Vita e opere di François Villon
Mentre la poesia di Burchiello nasce nella bottega-cenacolo di Calimala, François Villon, che insieme a Charles d’Orléans è il poeta più significativo del Quattrocento francese, trova il luogo ispiratore dei propri versi nella strada, a contatto con gli ambienti della malavita, con i carnefici e le vittime di una società segnata dall’ingiustizia.
Villon compie studi regolari fino a diplomarsi alla Faculté des Arts di Parigi, ma nega che la scuola gli abbia insegnato qualcosa e attribuisce il proprio apprendistato poetico a una vita di sofferenze. La biografia di François de Montcorbier, orfano di padre che prende il nome Villon dal suo tutore, è ampiamente lacunosa. Coinvolto in risse, responsabile di furti e dell’uccisione di un prete, Villon viene incarcerato nel 1461 e nel 1462. Dapprima condannato a morte, poi bandito per dieci anni da Parigi, il poeta non lascia tracce di sé dopo il 1463.
La ricezione dei suoi testi poetici, unitamente alle poche e incerte notizie della sua vita e della sua morte contribuiscono fin da subito a fare di Villon un personaggio leggendario e a deformarne la fisionomia tanto da farne ora un menestrello, ora un “poeta maledetto” ante litteram. Fra i riferimenti culturali più vicini alla poetica villoniana si può indicare la produzione di Jean Regnier (1392 ca. - 1465 ca.), autore di canti di prigionia e di un testamento poetico. Inoltre, si possono riconoscere come modelli di Villon il secondo Roman de la Rose, firmato da Jean de Meun (1240 ca. - 1305 ca.), e la tradizione di poesia realistica e satirica. Il dettato villoniano si impone per il suo modo diretto e mai edulcorato di raccontare il mondo circostante, in un’ampia varietà di toni, che toccano l’ironia, il riso, ma anche punte di autentico lirismo.
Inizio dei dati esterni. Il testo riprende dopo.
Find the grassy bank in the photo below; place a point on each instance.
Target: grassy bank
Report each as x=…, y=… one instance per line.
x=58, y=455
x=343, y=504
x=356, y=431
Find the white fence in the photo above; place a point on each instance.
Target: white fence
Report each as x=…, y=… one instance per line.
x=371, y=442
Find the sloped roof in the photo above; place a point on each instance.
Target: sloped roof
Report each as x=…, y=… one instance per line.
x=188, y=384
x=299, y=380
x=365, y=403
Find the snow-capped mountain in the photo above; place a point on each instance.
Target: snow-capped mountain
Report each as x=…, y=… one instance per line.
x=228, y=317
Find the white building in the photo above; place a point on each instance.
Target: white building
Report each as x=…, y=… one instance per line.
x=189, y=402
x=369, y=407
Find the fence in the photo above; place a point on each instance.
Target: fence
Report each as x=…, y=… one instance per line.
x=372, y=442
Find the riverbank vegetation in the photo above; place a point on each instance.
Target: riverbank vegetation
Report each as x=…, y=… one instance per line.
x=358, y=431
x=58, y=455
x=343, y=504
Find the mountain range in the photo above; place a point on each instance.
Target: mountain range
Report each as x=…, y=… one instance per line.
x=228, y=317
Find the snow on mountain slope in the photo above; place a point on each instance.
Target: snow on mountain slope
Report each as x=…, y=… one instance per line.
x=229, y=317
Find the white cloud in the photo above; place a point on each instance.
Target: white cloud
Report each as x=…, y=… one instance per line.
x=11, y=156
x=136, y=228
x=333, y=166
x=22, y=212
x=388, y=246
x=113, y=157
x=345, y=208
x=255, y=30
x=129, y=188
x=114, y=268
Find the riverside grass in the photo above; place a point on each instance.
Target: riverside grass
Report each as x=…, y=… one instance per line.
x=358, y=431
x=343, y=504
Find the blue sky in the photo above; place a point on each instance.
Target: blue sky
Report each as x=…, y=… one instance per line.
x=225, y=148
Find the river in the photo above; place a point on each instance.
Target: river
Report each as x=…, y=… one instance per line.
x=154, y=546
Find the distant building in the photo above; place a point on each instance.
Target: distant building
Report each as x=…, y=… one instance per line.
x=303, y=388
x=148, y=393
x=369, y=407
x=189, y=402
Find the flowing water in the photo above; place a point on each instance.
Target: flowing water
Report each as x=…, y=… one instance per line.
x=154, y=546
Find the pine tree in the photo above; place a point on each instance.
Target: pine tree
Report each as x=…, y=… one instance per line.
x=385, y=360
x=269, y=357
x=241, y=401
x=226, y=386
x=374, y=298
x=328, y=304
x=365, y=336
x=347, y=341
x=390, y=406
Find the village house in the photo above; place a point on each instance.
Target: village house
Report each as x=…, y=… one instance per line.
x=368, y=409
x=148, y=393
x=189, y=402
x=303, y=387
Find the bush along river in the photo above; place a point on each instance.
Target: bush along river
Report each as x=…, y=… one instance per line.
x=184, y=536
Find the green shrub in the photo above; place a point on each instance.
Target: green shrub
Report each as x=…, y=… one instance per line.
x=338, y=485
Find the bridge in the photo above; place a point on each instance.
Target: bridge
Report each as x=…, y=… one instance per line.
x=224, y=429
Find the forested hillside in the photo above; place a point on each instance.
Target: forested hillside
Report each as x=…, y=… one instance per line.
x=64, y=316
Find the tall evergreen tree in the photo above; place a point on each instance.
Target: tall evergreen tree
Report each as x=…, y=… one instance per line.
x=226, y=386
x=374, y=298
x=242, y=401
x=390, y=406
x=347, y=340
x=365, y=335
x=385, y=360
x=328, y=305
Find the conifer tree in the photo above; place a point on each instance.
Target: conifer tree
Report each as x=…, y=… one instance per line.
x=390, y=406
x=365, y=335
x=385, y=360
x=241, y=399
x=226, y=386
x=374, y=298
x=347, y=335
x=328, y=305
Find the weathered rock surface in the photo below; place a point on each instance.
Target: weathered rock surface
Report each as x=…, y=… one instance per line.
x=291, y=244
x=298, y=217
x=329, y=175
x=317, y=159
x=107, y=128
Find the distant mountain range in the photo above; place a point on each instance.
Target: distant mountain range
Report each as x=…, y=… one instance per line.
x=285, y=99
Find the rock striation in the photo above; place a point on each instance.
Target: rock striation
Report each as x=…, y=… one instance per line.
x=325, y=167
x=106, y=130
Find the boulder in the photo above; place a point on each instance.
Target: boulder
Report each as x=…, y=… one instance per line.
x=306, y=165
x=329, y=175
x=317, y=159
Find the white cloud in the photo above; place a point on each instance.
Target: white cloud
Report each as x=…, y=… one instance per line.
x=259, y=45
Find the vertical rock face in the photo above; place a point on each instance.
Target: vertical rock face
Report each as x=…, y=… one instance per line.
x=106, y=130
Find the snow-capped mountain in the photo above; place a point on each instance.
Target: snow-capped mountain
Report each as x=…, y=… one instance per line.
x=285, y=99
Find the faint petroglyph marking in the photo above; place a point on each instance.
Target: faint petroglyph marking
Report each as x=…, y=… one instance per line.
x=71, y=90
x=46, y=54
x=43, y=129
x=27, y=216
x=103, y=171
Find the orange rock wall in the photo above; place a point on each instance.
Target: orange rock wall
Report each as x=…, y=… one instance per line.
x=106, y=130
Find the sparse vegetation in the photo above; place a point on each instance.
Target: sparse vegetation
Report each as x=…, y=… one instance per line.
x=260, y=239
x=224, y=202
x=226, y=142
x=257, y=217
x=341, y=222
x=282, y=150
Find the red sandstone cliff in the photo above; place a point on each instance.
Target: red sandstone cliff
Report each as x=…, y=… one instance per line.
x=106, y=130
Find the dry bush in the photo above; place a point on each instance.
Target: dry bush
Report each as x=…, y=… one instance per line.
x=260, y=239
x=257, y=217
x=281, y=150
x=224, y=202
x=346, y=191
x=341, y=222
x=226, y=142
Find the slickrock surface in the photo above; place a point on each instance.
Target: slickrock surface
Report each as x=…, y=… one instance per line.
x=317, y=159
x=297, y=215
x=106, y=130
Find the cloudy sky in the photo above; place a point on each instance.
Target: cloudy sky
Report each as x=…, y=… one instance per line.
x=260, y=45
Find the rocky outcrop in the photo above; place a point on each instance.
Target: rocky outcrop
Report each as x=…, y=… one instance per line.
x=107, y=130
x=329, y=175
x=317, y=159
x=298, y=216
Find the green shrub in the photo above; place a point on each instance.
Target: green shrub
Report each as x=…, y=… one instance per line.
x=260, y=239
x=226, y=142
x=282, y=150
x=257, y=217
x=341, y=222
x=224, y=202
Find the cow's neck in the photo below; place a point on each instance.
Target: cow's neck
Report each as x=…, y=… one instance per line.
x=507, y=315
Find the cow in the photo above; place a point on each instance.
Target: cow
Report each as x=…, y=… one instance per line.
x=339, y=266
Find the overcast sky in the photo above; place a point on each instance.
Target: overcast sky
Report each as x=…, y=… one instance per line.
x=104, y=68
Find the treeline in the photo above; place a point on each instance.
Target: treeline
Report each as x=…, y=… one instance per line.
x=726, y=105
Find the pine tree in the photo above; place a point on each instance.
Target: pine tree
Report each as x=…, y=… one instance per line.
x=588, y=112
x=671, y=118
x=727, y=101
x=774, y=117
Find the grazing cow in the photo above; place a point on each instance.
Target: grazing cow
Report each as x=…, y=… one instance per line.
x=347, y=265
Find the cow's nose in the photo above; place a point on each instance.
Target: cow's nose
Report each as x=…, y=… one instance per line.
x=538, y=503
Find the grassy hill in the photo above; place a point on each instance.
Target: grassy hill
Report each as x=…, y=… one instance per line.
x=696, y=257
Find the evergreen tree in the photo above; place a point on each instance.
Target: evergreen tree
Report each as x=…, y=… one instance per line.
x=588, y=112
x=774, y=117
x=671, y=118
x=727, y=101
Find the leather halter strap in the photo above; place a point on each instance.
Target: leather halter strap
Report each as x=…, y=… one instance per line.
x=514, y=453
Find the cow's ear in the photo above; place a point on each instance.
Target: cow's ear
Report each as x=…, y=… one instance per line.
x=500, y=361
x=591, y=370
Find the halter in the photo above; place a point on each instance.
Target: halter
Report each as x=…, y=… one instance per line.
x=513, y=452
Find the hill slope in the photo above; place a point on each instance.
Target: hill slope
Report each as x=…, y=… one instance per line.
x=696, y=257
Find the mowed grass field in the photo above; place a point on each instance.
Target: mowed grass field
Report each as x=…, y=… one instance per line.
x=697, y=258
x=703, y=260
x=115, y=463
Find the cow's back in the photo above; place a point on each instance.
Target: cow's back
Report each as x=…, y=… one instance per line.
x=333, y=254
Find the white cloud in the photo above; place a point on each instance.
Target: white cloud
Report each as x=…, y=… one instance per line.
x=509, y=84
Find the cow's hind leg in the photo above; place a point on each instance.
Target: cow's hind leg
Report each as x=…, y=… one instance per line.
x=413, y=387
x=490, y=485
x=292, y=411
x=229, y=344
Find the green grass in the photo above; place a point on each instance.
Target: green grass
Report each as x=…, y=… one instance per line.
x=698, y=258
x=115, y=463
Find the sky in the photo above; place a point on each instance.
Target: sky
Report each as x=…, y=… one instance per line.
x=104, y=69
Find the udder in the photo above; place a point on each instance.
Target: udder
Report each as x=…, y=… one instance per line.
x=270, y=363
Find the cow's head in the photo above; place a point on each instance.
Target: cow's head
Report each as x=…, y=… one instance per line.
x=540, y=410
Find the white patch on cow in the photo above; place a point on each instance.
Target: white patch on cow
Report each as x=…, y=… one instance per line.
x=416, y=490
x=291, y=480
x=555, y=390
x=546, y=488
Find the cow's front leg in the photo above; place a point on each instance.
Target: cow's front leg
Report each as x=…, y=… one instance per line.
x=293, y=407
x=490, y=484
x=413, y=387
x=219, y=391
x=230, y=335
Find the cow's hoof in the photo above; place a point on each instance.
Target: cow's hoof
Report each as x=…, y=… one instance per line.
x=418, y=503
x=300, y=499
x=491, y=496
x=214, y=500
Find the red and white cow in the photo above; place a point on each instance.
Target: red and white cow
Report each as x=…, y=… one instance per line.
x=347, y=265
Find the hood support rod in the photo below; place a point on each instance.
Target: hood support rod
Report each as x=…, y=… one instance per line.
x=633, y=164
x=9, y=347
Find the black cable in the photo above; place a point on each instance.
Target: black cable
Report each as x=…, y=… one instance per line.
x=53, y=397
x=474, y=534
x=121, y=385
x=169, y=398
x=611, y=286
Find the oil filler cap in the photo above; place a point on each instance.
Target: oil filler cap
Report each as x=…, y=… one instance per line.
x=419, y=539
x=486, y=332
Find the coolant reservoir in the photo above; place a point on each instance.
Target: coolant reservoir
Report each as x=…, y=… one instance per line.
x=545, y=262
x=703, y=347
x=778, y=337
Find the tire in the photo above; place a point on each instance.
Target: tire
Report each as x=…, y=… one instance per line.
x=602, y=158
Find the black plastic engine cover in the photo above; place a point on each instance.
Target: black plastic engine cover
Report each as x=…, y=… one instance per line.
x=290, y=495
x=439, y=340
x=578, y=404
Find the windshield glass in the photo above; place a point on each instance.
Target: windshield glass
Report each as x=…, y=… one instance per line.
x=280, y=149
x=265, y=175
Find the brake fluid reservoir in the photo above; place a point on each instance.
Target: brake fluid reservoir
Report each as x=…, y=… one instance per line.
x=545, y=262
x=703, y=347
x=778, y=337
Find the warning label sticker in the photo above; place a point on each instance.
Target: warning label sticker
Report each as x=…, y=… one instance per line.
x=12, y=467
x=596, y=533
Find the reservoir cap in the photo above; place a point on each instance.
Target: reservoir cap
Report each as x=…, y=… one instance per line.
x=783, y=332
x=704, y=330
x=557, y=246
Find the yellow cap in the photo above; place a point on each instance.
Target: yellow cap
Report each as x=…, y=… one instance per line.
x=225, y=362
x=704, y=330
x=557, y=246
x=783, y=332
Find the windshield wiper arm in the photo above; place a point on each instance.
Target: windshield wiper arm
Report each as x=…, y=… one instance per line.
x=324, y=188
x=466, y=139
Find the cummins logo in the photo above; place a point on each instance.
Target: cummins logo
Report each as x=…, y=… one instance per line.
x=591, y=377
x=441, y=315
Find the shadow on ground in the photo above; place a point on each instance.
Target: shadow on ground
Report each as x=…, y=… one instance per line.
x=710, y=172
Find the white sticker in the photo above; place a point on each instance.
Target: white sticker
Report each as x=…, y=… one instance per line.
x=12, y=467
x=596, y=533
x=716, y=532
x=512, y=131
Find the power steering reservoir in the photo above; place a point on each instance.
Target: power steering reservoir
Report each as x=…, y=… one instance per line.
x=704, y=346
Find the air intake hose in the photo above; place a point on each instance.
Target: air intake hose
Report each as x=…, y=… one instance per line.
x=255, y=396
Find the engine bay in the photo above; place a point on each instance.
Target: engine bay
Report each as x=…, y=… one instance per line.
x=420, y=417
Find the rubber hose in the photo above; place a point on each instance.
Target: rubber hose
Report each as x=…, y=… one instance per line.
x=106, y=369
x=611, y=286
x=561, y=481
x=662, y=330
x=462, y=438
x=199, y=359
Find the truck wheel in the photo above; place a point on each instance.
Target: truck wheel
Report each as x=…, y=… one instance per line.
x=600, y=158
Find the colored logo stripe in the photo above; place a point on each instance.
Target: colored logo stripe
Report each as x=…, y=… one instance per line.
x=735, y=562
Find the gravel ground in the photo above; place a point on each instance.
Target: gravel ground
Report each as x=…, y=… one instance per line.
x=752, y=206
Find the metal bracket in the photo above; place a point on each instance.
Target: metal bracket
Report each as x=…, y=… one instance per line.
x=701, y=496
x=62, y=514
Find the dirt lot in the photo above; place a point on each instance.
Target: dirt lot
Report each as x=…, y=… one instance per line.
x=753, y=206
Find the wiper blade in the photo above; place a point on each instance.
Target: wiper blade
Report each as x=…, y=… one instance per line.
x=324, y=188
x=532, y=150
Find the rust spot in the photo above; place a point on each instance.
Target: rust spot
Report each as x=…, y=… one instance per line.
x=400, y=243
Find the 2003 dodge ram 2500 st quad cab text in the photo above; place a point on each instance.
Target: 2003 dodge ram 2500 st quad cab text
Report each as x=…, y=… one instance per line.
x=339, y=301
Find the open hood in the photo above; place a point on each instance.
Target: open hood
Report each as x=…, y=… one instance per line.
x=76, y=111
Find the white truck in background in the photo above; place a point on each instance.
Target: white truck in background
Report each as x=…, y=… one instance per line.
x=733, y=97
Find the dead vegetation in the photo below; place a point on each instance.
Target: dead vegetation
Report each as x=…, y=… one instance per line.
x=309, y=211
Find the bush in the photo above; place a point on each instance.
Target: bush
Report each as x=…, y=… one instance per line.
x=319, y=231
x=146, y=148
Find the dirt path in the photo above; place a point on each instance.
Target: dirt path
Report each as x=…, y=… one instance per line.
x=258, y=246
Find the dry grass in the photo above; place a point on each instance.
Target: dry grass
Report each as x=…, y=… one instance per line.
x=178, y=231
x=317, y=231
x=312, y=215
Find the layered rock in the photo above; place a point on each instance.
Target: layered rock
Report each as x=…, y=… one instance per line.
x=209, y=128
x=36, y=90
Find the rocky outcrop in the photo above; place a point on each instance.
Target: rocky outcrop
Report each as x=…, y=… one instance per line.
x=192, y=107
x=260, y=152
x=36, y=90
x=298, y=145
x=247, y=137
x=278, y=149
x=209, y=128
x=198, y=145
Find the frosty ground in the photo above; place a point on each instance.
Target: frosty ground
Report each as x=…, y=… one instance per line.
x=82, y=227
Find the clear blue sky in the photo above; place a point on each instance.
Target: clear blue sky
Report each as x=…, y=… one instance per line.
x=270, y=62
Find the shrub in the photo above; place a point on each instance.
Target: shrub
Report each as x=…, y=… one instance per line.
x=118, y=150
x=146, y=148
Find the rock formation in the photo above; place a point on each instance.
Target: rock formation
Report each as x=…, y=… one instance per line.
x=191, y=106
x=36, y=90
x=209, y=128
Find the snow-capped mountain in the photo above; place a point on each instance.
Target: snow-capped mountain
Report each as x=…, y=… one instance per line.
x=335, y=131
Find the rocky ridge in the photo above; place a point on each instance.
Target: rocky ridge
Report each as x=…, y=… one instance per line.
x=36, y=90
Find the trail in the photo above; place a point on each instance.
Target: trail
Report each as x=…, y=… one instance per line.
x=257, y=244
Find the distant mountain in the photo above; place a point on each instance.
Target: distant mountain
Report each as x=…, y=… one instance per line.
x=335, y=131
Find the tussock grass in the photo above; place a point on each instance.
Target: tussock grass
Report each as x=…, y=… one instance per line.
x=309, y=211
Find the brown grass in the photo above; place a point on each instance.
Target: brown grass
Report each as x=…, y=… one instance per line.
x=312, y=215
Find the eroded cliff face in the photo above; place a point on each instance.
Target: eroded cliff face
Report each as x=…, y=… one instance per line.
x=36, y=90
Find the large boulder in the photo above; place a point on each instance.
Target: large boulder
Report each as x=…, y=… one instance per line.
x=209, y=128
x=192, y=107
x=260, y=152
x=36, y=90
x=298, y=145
Autore di ballate, canzoni e rondeaux, Villon scrive anche alcune poesie nel gergo dei coquillards, bande di ladri che frequenta nei suoi anni più turbolenti. È particolarmente significativo l’uso che fa del genere del testamento, che adotta una prima volta nel 1456 con il Lais (o Petit Testament), poi dal 1461 con il Grand Testament, che presenta una struttura più articolata e fonde una vasta gamma di toni e di modi descrittivi. Fra i suoi testi più significativi per la lucidità dell’introspezione e per la carica empatica nei confronti degli emarginati si ricordano il Débat du coeur et du corps de Villon e L’epitaphe Villon, noto anche come Ballade des pendus.